The panel, the Presidential Advisory Committee on Gulf War Veterans' Illnesses, will say that the Department of Defense's failure to fully investigate the incident involving the Marines is "highly damaging to DOD's credibility," according to a draft of the report.

The finding is one of several harsh criticisms of the Pentagon that will be contained in the final report, which is expected to be presented to President Clinton on Friday.

The report by the 11-member White House panel, like a congressional report earlier this week, will recommend that the Defense Department be stripped of oversight in the government's investigation of whether U.S. troops were poisoned by Iraqi chemical weapons.

"The committee perceives that public mistrust about the government's handling of Gulf War veterans' illnesses has not only endured, it has expanded," the panel said. "This persistent atmosphere of distrust ill serves the nation."

Kenneth Bacon, the Defense Department's chief spokesman, said many of the attacks on the Pentagon were unfair because they failed to account for the dramatic expansion of the Pentagon's investigation into the health problems reported by thousands of veterans.

"There's a lot to criticize in the way the Pentagon has handled this in the past," he said. "But I think we have been doing a much better job. The sad thing is that this seems to have turned into a contest of finger pointing rather than a unified effort to get to the reasons for the problems."
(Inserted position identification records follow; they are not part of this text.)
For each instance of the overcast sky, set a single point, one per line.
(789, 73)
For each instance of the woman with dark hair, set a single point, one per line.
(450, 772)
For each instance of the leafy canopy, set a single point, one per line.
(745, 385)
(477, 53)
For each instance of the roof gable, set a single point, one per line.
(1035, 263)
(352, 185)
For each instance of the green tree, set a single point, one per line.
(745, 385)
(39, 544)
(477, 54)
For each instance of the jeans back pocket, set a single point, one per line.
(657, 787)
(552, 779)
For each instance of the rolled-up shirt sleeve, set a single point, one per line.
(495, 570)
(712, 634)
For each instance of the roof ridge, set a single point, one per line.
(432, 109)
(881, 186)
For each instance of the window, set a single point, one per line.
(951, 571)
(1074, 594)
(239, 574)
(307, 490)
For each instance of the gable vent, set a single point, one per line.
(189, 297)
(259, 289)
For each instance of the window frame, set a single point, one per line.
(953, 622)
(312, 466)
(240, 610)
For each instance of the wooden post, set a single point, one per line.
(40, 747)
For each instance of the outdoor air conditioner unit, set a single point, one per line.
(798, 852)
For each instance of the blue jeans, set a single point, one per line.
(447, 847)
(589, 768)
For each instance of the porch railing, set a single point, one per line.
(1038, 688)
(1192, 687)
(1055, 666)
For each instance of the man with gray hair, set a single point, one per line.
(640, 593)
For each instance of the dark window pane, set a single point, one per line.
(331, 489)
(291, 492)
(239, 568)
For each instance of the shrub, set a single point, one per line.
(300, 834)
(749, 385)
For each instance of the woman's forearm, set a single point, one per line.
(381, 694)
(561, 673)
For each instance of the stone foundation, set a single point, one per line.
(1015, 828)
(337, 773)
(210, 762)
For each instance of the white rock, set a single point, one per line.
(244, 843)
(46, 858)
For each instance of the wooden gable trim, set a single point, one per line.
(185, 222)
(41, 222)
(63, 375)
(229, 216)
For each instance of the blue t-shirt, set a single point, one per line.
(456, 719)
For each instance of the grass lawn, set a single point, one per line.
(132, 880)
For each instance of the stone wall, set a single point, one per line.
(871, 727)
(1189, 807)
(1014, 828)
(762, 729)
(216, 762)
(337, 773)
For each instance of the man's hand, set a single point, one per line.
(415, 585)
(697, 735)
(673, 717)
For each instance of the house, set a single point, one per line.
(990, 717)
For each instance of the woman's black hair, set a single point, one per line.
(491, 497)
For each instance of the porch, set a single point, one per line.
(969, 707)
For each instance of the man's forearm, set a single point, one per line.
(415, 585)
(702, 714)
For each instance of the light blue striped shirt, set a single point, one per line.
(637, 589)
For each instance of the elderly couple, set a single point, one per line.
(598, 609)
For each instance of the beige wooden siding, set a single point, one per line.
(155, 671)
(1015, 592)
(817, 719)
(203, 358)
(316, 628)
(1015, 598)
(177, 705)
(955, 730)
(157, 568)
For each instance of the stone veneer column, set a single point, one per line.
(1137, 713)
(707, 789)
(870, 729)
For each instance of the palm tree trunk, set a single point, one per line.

The Pentagon has acknowledged only one incident in which large numbers of U.S. troops may have been exposed to Iraqi poison gas: the March 1991 demolition of a sprawling ammunition depot in southern Iraq. The Defense Department has estimated that as many as 100,000 troops were exposed to nerve gas as a result of the demolition.
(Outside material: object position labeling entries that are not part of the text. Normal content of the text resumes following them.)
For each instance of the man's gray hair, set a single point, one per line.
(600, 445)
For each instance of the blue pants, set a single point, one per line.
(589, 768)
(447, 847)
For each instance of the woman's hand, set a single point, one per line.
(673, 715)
But officials say the report by the presidential committee will report that there is credible evidence that troops were exposed to chemical weapons in a second incident, when thousands of Marines from the 1st and 2nd Divisions crossed the Iraqi front lines on Feb. 24, 1991, the first day of the ground war. Chemical-weapons specialists in both divisions said they detected poison gas.

The White House panel's draft report said the Pentagon had "failed to pursue, acknowledge or even account for" the chemical detections by the Marines. The draft was provided to The New York Times by people who have long criticized the Pentagon's handling of the issue.
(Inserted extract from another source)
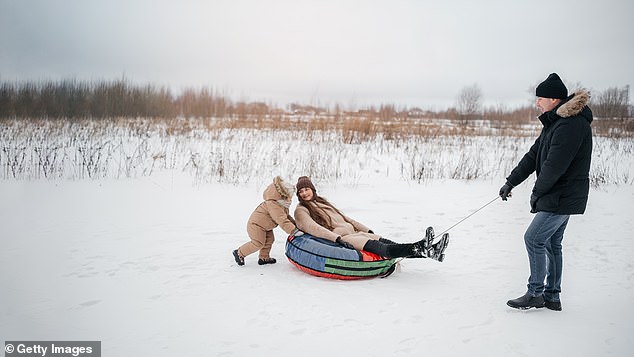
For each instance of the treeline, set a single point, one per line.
(120, 98)
(109, 99)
Officials say the panel's final report will not offer an explanation for the mysterious health problems, including chronic digestive ailments and memory loss, reported by thousands of Gulf War veterans.

While some scientists have suggested that chemical weapons were the cause of many of the ailments, other researchers said wartime stress was the more likely culprit. The White House panel has said in the past that chemical weapons were unlikely to be the cause of the ailments, but it has called for millions of dollars in research on the issue.

New evidence of possible chemical exposures involving the Marines was uncovered by one of the Pentagon's own consultants, Mitre Corp. of Bedford, Mass., which was given a $2.5 million contract last year to review classified information about the release of chemical weapons during the war.

In a top-secret report to the Pentagon, officials said, Mitre said there was compelling evidence to suggest that Marines were exposed to poison gas as they crossed the minefields, possibly because the mines contained chemical agents, and that additional investigation was required.

While it has declined to release the report, the Pentagon has put itself in the awkward position of denouncing the work of its own consultants as "sloppy" and "a wild goose chase," and has rejected the findings.

The Pentagon said that its own detailed investigation showed that it was unlikely the Marines had been exposed to chemical weapons.

The White House panel disagreed with the Pentagon's conclusions about the Mitre study, saying, "Mitre's full report represents an impressive, high-quality investigation and analysis."

While the draft report by the White House panel praised the Pentagon for expanding its investigation, it said that the Defense Department remained "biased" and that there was still an "institutional culture and pervasive inclination to reimpose DOD's long-standing position that there is no evidence CW agents were present in southern Iraq." CW is a reference to chemical weapons.